Specifically, current Treasury Regulations under Internal Revenue Code (Code) Section 417 require that the present value of benefits and distributions cannot be less than that determined by applying certain actuarial factors set forth in Section 417(e). This anti-abuse rule is referred to as the “Minimum Present Value” requirement. However, it does not apply to the amount of a distribution that is paid as an annual benefit which does not decrease during the life of the participant, such as a qualified joint and survivor annuity. Pension plans apply factors other than the statutory factors for this latter purpose.

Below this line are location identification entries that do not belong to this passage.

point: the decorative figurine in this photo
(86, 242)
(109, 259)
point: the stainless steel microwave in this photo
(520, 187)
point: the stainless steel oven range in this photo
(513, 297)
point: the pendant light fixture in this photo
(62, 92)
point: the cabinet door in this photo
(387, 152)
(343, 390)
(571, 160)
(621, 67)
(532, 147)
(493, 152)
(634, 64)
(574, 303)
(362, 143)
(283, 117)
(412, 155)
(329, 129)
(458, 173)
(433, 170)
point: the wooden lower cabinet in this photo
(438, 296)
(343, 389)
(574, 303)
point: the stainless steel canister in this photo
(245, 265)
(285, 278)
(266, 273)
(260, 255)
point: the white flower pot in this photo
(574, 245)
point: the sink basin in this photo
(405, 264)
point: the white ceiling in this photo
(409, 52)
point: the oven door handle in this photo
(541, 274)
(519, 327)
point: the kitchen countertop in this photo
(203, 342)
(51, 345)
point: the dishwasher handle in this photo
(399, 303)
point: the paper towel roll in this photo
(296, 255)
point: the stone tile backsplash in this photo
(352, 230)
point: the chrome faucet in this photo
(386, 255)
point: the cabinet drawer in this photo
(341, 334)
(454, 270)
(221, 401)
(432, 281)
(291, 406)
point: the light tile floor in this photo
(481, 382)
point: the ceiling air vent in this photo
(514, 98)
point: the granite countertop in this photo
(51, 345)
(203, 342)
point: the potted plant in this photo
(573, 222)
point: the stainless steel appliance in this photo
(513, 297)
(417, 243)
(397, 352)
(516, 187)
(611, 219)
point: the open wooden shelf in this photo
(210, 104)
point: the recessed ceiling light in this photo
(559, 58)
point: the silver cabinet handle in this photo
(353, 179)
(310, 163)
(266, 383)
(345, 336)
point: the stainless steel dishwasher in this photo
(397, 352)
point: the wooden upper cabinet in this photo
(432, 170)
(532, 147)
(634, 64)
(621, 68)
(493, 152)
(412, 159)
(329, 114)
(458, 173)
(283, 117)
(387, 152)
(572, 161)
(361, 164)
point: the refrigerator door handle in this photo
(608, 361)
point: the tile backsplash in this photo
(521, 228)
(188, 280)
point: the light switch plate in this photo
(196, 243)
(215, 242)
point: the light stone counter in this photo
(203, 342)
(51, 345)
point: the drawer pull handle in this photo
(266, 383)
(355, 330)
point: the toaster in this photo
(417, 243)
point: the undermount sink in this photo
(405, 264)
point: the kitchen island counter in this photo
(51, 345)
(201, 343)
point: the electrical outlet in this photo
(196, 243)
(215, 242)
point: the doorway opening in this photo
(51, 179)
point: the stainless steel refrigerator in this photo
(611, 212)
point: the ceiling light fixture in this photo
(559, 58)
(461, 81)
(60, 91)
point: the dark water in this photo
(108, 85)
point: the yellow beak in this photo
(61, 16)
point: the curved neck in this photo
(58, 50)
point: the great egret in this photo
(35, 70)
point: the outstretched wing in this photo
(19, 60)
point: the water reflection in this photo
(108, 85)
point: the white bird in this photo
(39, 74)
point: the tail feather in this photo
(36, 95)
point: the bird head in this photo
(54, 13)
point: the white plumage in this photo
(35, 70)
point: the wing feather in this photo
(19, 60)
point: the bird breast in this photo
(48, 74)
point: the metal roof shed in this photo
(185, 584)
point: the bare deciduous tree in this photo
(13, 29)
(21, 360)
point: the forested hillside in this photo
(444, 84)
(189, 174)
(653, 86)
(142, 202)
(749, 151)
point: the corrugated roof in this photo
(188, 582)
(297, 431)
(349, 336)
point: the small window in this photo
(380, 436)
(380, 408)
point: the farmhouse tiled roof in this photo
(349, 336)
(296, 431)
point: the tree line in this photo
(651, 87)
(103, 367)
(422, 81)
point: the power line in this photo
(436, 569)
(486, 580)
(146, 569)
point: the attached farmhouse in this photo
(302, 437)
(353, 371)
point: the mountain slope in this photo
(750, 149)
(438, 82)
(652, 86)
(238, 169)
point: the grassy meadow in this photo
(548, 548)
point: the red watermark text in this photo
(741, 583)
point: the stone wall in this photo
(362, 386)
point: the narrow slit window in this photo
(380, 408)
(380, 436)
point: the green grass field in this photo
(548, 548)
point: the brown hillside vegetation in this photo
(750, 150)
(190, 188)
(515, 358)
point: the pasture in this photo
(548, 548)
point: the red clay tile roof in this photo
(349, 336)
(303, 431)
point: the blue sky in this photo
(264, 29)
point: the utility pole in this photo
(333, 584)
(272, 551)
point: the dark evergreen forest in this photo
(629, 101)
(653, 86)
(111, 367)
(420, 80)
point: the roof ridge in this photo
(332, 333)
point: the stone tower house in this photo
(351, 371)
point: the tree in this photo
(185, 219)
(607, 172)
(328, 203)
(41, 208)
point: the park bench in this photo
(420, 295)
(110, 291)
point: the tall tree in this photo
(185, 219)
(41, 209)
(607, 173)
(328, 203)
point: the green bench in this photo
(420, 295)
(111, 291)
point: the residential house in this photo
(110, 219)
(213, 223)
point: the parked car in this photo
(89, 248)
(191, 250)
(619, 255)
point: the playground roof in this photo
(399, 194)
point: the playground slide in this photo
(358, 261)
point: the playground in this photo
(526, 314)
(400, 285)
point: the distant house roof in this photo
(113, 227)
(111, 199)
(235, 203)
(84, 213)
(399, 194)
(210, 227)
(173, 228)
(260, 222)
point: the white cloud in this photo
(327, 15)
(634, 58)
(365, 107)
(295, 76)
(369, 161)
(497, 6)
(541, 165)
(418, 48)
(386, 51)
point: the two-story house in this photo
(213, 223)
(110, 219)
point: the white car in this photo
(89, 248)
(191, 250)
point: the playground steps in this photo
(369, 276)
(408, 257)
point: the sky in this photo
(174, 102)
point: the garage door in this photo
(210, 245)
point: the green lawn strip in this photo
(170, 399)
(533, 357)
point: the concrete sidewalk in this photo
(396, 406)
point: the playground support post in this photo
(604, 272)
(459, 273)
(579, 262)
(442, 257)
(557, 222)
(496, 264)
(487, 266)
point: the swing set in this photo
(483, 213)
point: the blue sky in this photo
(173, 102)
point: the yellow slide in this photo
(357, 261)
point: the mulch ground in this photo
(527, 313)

Unfortunately, the current regulations do not provide clear guidance in cases where benefits are distributed partially as lump sums and partially as “non-decreasing” joint and survivor annuities. The IRS has publicly (although not through formal guidance) taken the position that the entire benefit is a single “distribution” that is wholly subject to the Minimum Present Value requirement. There are two practical problems with this result:

  • First, it is counterintuitive (and, perhaps, inequitable) to apply the Minimum Present Value requirement to a partial annuity when it does not apply to a “full” survivor annuity. For example, consider a pension plan that offers a protected lump sum distribution form, which is merged into another plan where the lump sum is eliminated for future accruals. Under the IRS’ stated position, the annuity portion of a participant’s benefit (under the “acquiror” plan) would be subject to disparate treatment than would apply if the plans had not been merged but the accruals were otherwise the same.
  • Second, applying the Minimum Present Value requirement to partial annuities when it does not apply to “full” annuities creates a significant administrative burden for plan sponsors and providers, mandating that they deal with another complex permutation in valuing optional benefit forms.

It is expected that partial annuity benefits would be a popular choice for participants when and if offered. To encourage plan sponsors to make them available, and thus avoid having participants elect full lump sums to the possible detriment of their retirement security, the IRS issued a proposed regulation (77 FR 5454, Feb. 3, 2012) to deal with these problems. The proposed regulation would allow pension plans to be amended to treat partial annuity and lump sum benefits as separate distributions under Code Section 417. This would avoid the problems noted above. This relief would be available to “bifurcated accrued benefits,” which are

  • Separately determined portions of an accrued benefit, for which different distribution forms are available for the separate portions;
  • Proportionate benefits for which (i) one form can be elected for a portion, with another form for the remainder (determined on a pro rata basis) or (ii) either form can be elected for the entire benefit; or
  • Specified amounts distributed as lump sums with a separate election for the remainder, provided that the remainder cannot be less than the amount that would be paid if the entire benefit was distributable in a lump sum (applying the statutory factors under Code Section 417).

Industry response to the proposed regulation has been generally positive. However, there is a concern – noting the ambiguity in existing guidance, commentators have pointed out that some plans have historically treated partial lump sums and annuities as separate distributions. Thus, notwithstanding the IRS’ informal position, they have not applied the Minimum Present Value requirement to the annuity portions. This is particularly prevalent in the “merged plan” scenario noted above.

For this reason, commentators have requested clarification in the final regulation that it will not be interpreted as meaning that this approach was impermissible during prior periods. They have also suggested that the IRS indicate, even if only informally, that it will not challenge this interpretation prior to the final regulation’s effective date to the extent it was made in good faith.

We anticipate that the IRS will review this concern and may make adjustments in response. In any event, we believe that the final regulation will be issued in 2013 and, as proposed, would generally apply after that date. Upon the issuance of the final regulation, defined benefit plan sponsors will then be better able to determine whether offering partial annuity benefits would be helpful and appropriate.